Este texto breve e irracional que nos regala la editorial Cabaret Voltaire anida en la mente de la lectora junto a «La mujer helada» (2015), «Memoria de una chica» (2016), «No he salido de mi noche» (2017), «El uso de la foto» (2018) y «Los años» (2019). Ese y no otro es su lugar. Porque si por algo destaca de la narrativa de Ernaux es porque la condición de «hija» es el parámetro clave para descifrar su escritura y orientarse a través de ella. Su vigor y, paradójicamente, su fragilidad proceden de un estatus que, con frecuencia, se ha tratado de subsidiario y penoso, cuando no constringente y opresivo. Confesarse «hija» o, lo que es lo mismo, «Ser Hija» (lo anoto así, en mayúsculas) para Annie Ernaux es un acto de desnudez, un síntoma inequívoco de apoplejía. La pérdida o desaparición de la madre es para la escritora francesa un acto simbólico cuya enjundia se asienta, por un lado, sobre la particularidad de la madre, en este caso de la suya, y, por el otro, sobre nuestra falta de originalidad al llorar su pérdida y recordar su memoria. Sí, de las nuestras. Llorar la pérdida y recordar la memoria de nuestras madres. Y nuestra vida es entonces un reflejo del modus vivendi, lo queramos o no, de ellas, tal vez para siempre. Un arte de la resurrección o de la tortura a través de lo cotidiano.
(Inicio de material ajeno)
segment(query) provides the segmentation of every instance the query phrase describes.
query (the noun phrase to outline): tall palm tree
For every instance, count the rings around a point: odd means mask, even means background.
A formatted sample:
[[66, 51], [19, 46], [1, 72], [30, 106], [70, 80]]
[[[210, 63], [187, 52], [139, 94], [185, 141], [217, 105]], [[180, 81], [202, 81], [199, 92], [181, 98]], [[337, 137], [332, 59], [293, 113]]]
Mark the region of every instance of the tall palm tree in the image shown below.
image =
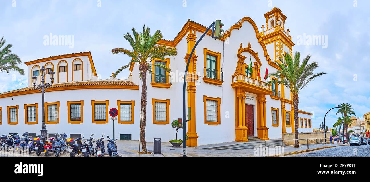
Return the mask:
[[141, 88], [141, 111], [143, 111], [142, 122], [141, 124], [141, 135], [140, 138], [142, 146], [142, 152], [147, 153], [147, 144], [145, 141], [145, 127], [147, 119], [147, 73], [152, 74], [153, 65], [163, 68], [166, 72], [171, 70], [166, 65], [159, 63], [153, 64], [152, 61], [155, 59], [164, 60], [166, 57], [177, 55], [177, 49], [175, 47], [157, 45], [162, 38], [162, 34], [159, 30], [152, 35], [150, 34], [150, 28], [144, 26], [142, 32], [138, 33], [135, 28], [132, 28], [132, 36], [128, 32], [123, 37], [131, 46], [132, 50], [124, 48], [115, 48], [112, 50], [113, 54], [123, 53], [132, 58], [127, 64], [118, 68], [114, 75], [117, 76], [124, 70], [130, 67], [132, 64], [139, 66], [140, 78], [142, 80]]
[[294, 107], [294, 128], [295, 139], [295, 145], [296, 147], [299, 146], [298, 141], [298, 94], [305, 86], [310, 81], [326, 73], [320, 72], [313, 73], [313, 71], [318, 67], [319, 64], [314, 61], [309, 64], [308, 61], [311, 56], [307, 55], [301, 62], [300, 60], [300, 54], [299, 52], [296, 52], [293, 61], [289, 54], [284, 54], [285, 63], [280, 58], [278, 63], [280, 70], [276, 72], [269, 74], [268, 77], [272, 76], [278, 80], [270, 79], [270, 81], [265, 84], [268, 85], [278, 83], [283, 84], [287, 88], [293, 95], [293, 105]]
[[22, 64], [21, 58], [16, 54], [10, 53], [11, 44], [9, 44], [2, 48], [5, 41], [3, 37], [0, 40], [0, 73], [5, 71], [9, 74], [11, 71], [14, 71], [24, 75], [24, 70], [18, 66]]
[[338, 109], [338, 111], [337, 111], [337, 114], [341, 113], [344, 116], [343, 119], [344, 122], [344, 131], [346, 131], [346, 138], [347, 138], [347, 141], [348, 142], [349, 140], [348, 136], [348, 123], [347, 122], [348, 118], [347, 116], [354, 115], [356, 116], [356, 114], [353, 111], [353, 108], [352, 108], [352, 105], [349, 104], [347, 103], [346, 104], [341, 103], [338, 107], [341, 107]]

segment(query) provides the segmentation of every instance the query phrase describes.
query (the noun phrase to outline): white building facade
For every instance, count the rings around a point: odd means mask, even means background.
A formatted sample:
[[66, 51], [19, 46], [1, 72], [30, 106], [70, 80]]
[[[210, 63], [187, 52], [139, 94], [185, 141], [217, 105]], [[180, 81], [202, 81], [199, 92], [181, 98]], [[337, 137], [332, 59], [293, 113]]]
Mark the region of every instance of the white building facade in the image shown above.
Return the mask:
[[[187, 123], [188, 146], [246, 142], [253, 137], [281, 138], [282, 133], [294, 132], [289, 90], [277, 84], [265, 85], [266, 68], [270, 73], [278, 70], [275, 61], [278, 62], [284, 53], [292, 55], [294, 44], [289, 29], [285, 30], [286, 17], [280, 9], [274, 8], [265, 16], [266, 27], [263, 26], [260, 31], [252, 20], [245, 17], [225, 32], [224, 38], [215, 40], [210, 32], [197, 47], [187, 79], [186, 104], [191, 108], [191, 119]], [[166, 64], [172, 72], [154, 67], [153, 74], [148, 77], [147, 141], [154, 138], [164, 141], [175, 138], [171, 124], [182, 116], [181, 73], [197, 39], [206, 29], [188, 20], [173, 40], [158, 42], [176, 47], [178, 54], [164, 60], [153, 60]], [[249, 71], [251, 62], [252, 73]], [[48, 133], [65, 132], [71, 137], [93, 133], [112, 135], [113, 124], [108, 111], [116, 108], [119, 113], [116, 138], [138, 140], [142, 81], [137, 67], [130, 68], [132, 74], [128, 80], [102, 80], [97, 77], [90, 52], [26, 63], [28, 87], [0, 94], [0, 134], [40, 134], [41, 95], [33, 90], [31, 78], [37, 76], [39, 84], [40, 69], [44, 66], [47, 72], [52, 68], [56, 73], [55, 83], [45, 93]], [[270, 79], [275, 78], [266, 80]], [[311, 113], [299, 112], [299, 132], [312, 132]]]

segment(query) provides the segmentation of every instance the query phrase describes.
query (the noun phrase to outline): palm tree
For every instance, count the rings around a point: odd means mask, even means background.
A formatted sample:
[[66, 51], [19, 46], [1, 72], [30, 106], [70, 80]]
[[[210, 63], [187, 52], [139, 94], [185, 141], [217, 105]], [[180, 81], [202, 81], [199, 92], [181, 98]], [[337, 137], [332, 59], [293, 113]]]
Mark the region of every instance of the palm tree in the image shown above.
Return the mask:
[[14, 71], [24, 75], [24, 70], [18, 66], [22, 64], [21, 58], [16, 54], [10, 53], [11, 44], [9, 44], [2, 48], [5, 41], [3, 37], [0, 40], [0, 73], [5, 71], [9, 74], [10, 71]]
[[122, 66], [115, 72], [114, 77], [117, 76], [124, 70], [130, 67], [132, 64], [139, 66], [140, 78], [142, 80], [141, 88], [141, 111], [142, 111], [142, 122], [141, 124], [141, 144], [142, 152], [147, 153], [147, 144], [145, 141], [145, 127], [147, 119], [147, 73], [152, 74], [152, 67], [154, 65], [163, 68], [166, 72], [171, 70], [166, 65], [159, 63], [153, 64], [152, 61], [155, 59], [164, 60], [166, 57], [177, 55], [177, 49], [175, 47], [157, 45], [162, 38], [162, 34], [159, 30], [152, 35], [150, 35], [150, 28], [144, 26], [142, 32], [138, 33], [135, 28], [132, 28], [132, 36], [128, 32], [123, 37], [131, 46], [132, 50], [124, 48], [115, 48], [112, 50], [113, 54], [123, 53], [132, 58], [127, 64]]
[[298, 94], [305, 86], [310, 81], [315, 78], [326, 73], [320, 72], [314, 74], [313, 71], [319, 67], [319, 64], [314, 61], [308, 64], [308, 61], [311, 56], [307, 55], [301, 63], [300, 60], [300, 54], [299, 52], [296, 52], [294, 55], [294, 60], [290, 55], [285, 53], [284, 55], [285, 63], [280, 58], [278, 63], [280, 69], [276, 72], [269, 74], [268, 77], [272, 76], [278, 80], [271, 79], [265, 84], [267, 85], [270, 84], [278, 83], [283, 84], [287, 88], [293, 95], [293, 105], [294, 107], [294, 128], [295, 144], [296, 147], [299, 146], [298, 139]]
[[338, 107], [341, 107], [341, 108], [338, 109], [338, 111], [337, 111], [337, 114], [341, 113], [344, 115], [343, 119], [344, 121], [344, 130], [346, 131], [346, 137], [347, 138], [347, 141], [348, 141], [349, 140], [348, 138], [348, 123], [347, 120], [349, 120], [349, 119], [348, 119], [347, 116], [354, 115], [356, 116], [356, 114], [354, 113], [354, 111], [353, 111], [353, 108], [352, 108], [352, 105], [348, 103], [341, 103]]

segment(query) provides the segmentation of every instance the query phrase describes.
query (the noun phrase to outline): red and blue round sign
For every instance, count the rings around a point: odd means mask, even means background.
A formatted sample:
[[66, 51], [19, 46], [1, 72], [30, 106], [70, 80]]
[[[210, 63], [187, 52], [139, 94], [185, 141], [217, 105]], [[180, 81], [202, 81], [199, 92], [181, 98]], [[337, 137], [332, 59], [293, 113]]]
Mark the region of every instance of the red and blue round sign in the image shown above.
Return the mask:
[[112, 117], [114, 117], [118, 115], [118, 110], [115, 108], [112, 108], [109, 110], [109, 115]]

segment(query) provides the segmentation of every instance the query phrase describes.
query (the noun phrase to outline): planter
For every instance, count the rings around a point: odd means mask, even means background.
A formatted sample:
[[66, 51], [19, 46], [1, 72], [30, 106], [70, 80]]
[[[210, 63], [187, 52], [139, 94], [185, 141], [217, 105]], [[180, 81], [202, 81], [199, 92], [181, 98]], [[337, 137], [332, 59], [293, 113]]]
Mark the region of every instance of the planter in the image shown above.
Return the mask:
[[177, 146], [178, 147], [179, 147], [180, 145], [181, 145], [181, 144], [182, 144], [182, 143], [174, 143], [173, 142], [171, 142], [171, 144], [172, 144], [172, 146]]

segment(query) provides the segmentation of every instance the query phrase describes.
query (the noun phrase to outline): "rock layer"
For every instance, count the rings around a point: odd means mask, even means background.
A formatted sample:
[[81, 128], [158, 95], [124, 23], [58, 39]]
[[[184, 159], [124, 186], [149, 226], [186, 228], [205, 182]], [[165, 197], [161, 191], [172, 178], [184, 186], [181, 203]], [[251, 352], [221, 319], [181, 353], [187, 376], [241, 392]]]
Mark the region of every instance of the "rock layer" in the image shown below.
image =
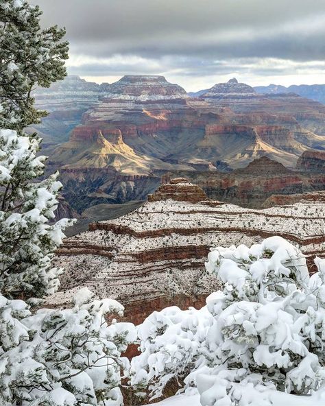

«A veces me imaginaba que su muerte no me haría ningún efecto», enfermedad. Enfermedad. Enfermedad. Puedo tachar la palabra «muerte» del libro de Annie Ernaux sin despeinarme y situar encima la palabra «enfermedad» por todas partes. Como cuando Gabriel Mejía Abad leyó «Sobre el Estado» de Lenin y sustituyó la palabra central, esto es, «Estado» por «Amor». Si la enfermedad fuese un gesto, sería el más cruel que experimentase la anatomía del corazón. En aquellas particularidades que comentaba, y que marcan irreversiblemente el ritmo de «Una mujer», una es capaz de advertir ciertas similitudes respecto a su propia madre («Madre, madre, madre…Todo tres veces.»), pero a medida que el relato adquiere velocidad, ese parecido se invierte y aleja a la madre representada de Ernaux de aquella que se sabe y conoce, la de cada cual, para aproximar la postura disidente por excelencia, la de los hijos. Al texto le salen de pronto una multitud de ellos, de ellas que solo saben llorar, que solo saben articular unas pocas palabras, como en el principio, y que apenas levantan la mano contra la puerta para no obtener nada más que un silencio. Patalea, pataleamos, patalean: el contexto o el perímetro que ocupa la orfandad posee una amplitud inusitada. La constante pérdida de la palabra en Ernaux le da origen, raíces a la rabia, la ira y al dolor que no parece asomarse por ninguna parte, pero que está ahí. Tras la escritura en apariencia lenta y reposada el alegato de la francesa es vil y feroz. La calma con la que escribe o, mejor dicho, desde la que escribe no podría ser más relativa. Me permito incluir aquí un fragmento quizá algo extenso pero altamente eficaz, que no efectista, solo será un momento: «Hace dos meses que empecé, escribiendo en una hoja “mi madre murió el lunes 7 de abril”. Es una frase que ahora ya puedo soportar, e incluso leer sin sentir más emoción que si esa frase fuera de otra persona. Pero no soporto ir al barrio del hospital y de la residencia de ancianos, ni recordar brutalmente detalles, que había olvidado, del último día que estaba viva. Al principio creía que escribiría deprisa. De hecho, paso mucho tiempo preguntándome por el orden de las cosas que decir, la elección y la disposición de las palabras, como si existiera un orden ideal, el único capaz de restituir la verdad concerniente a mi madre —pero no sé en qué consiste esa verdad—, y nada más cuenta para mí, en el momento en que escribo, aparte de ese orden».

Esta es quizá la joya, el mineral esbelto, tremendamente hermoso, repleto de poder que nos regala Annie Ernaux y que, a su vez, también nos manipula, pues la agrura del estómago ha de calmarse de alguna forma. «Mi madre supo que estaba enferma el viernes 16 de octubre, entre las diez y las once de la mañana». También. Soy «hija», como Ernaux. Cuando vi a la mía tras el anuncio, pensé con el libro en la mano para mis adentros: «Seguía siendo viva y fuerte, generosa». Ese es tal vez el límite entre la enfermedad y la muerte. Entre lo que se toca y se ve y lo que ya no se puede tocar porque no se ve: una madre es una mujer.